Authentication server request

The rules in this rule set apply to the authentication server when it manages SAML authentication using an external Identity Provider. The authentication server processes the SAML authentication response, but does not set the cookie in this rule set. Cookie authentication is handled by the rules in the Cookie authentication at HTTP(S) rule set instead.

Nested library rule set – Authentication server request
CriteriaAuthentication.IsServerRequest equals true
Cycles – Requests (and IM)

This rule set contains the following rules.

Redirect clients that have a valid cookie

Rule element Definition
Criteria Authentication.Authenticate <Authentication Server - Cookie Check> equals true
Action Redirect <Redirect Back From Authentication Server>
Events None

The authentication server redirects users having a valid cookie to the proxy. To change the cookie checking settings used by the authentication server, click <Authentication Server - Cookie Check>. To provide custom settings for logging purposes, click <Redirect Back From Authentication Server>.

Prepare fixed ACS URL

Rule element Definition
Criteria Always
Action Continue
Events Set User-Defined.SAMLUrlRewrite = URL.Protocol + "://" + URL.Host + "- enter your URL here -"

You can configure a static ACS URL for external Identity Providers who do not support dynamic URLs in this rule. If set, this value must match the ACS URL value configured in the SAML Response settings.

POST SAML authentication request

Rule element Definition
Criteria Command.Name does not match POST
Action Block <SAML request>
Events

Set Authentication.SAML.RelayState = URL

Set Authentication.Token = Authentication.SAML.CreateAuthnRequest

(User-Defined.SAMLUrlRewrite)<SAML Request>

HTTP.SetStatus (200)

The authentication server sends the RelayState parameter and SAML authentication request in a POST form to the external Identity Provider. The RelayState parameter saves the value of the authentication server URL at the time the request is created. The request is created using values configured in the Web Gateway interface. The authentication server then sets the HTTP status code to 200 (OK). To change the SAML authentication request configuration, click <SAML Request> in this event.

Handle SAML authentication response

Rule element Definition
Criteria Command.Name equals "POST"
Action Continue
Events

Set Authentication.Token = Request.POSTForm.Get ("SAMLResponse")

Set Authentication.IsAuthenticated =

Authentication.SAML.ParseAuthnResponse ("POST",

User-Defined.SAMLUrlRewrite,

Authentication.Token) <SAML Response>

This rule retrieves the SAML response in the POST form sent by the external Identity Provider and stores it in the Authentication.Token property. It parses the response and returns a TRUE value if the response is valid and a FALSE value if it is not. To change the SAML authentication response configuration, click <SAML Response>.
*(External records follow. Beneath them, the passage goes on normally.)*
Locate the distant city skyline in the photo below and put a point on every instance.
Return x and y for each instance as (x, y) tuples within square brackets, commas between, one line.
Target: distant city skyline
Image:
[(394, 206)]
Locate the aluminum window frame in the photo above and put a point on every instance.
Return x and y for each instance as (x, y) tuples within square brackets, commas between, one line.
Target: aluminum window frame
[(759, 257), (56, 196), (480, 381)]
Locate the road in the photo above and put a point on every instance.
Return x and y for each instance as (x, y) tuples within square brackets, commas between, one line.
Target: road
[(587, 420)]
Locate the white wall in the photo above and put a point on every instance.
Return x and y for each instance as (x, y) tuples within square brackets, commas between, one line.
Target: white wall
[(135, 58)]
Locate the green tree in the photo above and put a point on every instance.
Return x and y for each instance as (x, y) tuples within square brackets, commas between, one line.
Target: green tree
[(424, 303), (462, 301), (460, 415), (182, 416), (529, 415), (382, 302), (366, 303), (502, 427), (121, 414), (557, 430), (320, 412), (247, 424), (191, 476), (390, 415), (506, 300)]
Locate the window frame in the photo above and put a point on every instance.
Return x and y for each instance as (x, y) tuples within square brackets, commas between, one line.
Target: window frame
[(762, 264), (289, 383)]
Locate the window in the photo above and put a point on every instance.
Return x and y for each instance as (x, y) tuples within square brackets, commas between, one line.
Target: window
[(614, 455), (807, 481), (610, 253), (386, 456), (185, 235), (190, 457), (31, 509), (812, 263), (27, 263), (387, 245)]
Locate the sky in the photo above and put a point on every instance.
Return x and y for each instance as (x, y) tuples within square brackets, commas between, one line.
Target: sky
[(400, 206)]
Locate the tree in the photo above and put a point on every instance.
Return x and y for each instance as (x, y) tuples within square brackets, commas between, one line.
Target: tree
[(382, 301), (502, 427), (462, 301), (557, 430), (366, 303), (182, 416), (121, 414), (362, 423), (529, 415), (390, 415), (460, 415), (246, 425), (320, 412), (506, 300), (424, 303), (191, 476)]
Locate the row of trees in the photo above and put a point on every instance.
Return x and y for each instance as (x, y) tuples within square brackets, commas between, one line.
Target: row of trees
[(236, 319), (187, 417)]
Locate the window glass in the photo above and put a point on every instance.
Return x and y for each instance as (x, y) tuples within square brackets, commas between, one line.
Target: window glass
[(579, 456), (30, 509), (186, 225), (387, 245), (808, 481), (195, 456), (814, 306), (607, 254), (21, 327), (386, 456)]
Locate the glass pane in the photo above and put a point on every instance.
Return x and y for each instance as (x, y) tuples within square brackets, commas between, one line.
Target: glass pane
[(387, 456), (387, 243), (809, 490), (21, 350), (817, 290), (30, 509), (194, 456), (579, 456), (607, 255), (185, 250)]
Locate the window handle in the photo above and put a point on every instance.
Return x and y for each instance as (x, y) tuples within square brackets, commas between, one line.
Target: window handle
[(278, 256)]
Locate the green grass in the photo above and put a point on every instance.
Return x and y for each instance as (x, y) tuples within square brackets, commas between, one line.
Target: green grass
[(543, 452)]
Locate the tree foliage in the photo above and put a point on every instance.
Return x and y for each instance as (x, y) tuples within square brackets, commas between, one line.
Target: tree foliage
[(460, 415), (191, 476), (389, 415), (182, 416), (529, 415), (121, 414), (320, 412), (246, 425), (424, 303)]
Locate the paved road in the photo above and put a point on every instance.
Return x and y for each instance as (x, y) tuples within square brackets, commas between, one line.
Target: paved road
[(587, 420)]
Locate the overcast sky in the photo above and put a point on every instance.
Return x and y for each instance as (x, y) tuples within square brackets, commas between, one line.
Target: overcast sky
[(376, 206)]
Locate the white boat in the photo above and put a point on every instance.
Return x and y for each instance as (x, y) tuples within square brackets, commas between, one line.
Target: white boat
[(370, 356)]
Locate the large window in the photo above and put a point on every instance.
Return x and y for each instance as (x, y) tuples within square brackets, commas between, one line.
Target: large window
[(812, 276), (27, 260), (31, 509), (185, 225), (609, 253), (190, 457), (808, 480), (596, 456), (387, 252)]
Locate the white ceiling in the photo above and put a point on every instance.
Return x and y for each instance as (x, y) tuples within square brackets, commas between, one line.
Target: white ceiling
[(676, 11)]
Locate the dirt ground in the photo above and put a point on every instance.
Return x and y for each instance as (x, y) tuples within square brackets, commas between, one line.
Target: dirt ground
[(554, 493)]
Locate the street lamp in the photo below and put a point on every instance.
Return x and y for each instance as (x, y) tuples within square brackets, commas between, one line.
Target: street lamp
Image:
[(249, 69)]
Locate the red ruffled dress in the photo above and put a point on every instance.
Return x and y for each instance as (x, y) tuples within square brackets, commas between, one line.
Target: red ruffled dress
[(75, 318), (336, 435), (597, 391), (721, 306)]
Block invalid SAML response

Rule element Definition
Criteria Command.Name equals "POST" AND Authentication.IsAuthenticated equals false
Action Block <Authorized Only>
Events None

After the SAML response is parsed, this rule checks the value of the property Authentication.IsAuthenticated. If the property is false, the SAML response is invalid and processing of the response is blocked. To provide custom settings for logging purposes, click <Authorized Only>.

Set user name and groups

Rule element Definition
Criteria Always
Action Continue
Events

Set Authentication.UserName = Map.GetStringValue (Authentication.SAML.Attributes, "userId")

Set Authentication.UserGroups = String.ToStringList (Map.GetStringValue (Authentication.SAML.Attributes, "userGroup"), ", ", "")

This rule maps the SAML attributes "userId" and "userGroup" to the Authentication.UserName and Authentication.UserGroups properties, respectively. You can use the rule editor to change the names of the SAML attributes that are mapped to the authentication properties.

Block empty user name

Rule element Definition
Criteria Authentication.UserName equals ""
Action Block <Authorized Only>
Events None

If the user name property is empty, this rule blocks processing of the response. To provide custom settings for logging purposes, click <Authorized Only>.

P3P header to permit third party cookies in Internet Explorer

Rule element Definition
Criteria Always
Action Continue
Events Header.Block.Add ("P3P", "CP="NOI CUR OUR STP STA"")

The P3P string is required for the Platform for Privacy Preferences Project (P3P). The string must match the privacy settings in the user's browser. If the P3P string is not updated as shown in the table and the browser is Internet Explorer, processing fails.

Redirect authenticated client back to proxy

Rule element Definition
Criteria Always
Action Redirect <Redirect Back From Authentication Server>
Events None

According to the final rule in the rule set, the authentication server redirects the authenticated user back to the proxy. To provide custom settings for logging purposes, click <Redirect Back From Authentication Server>.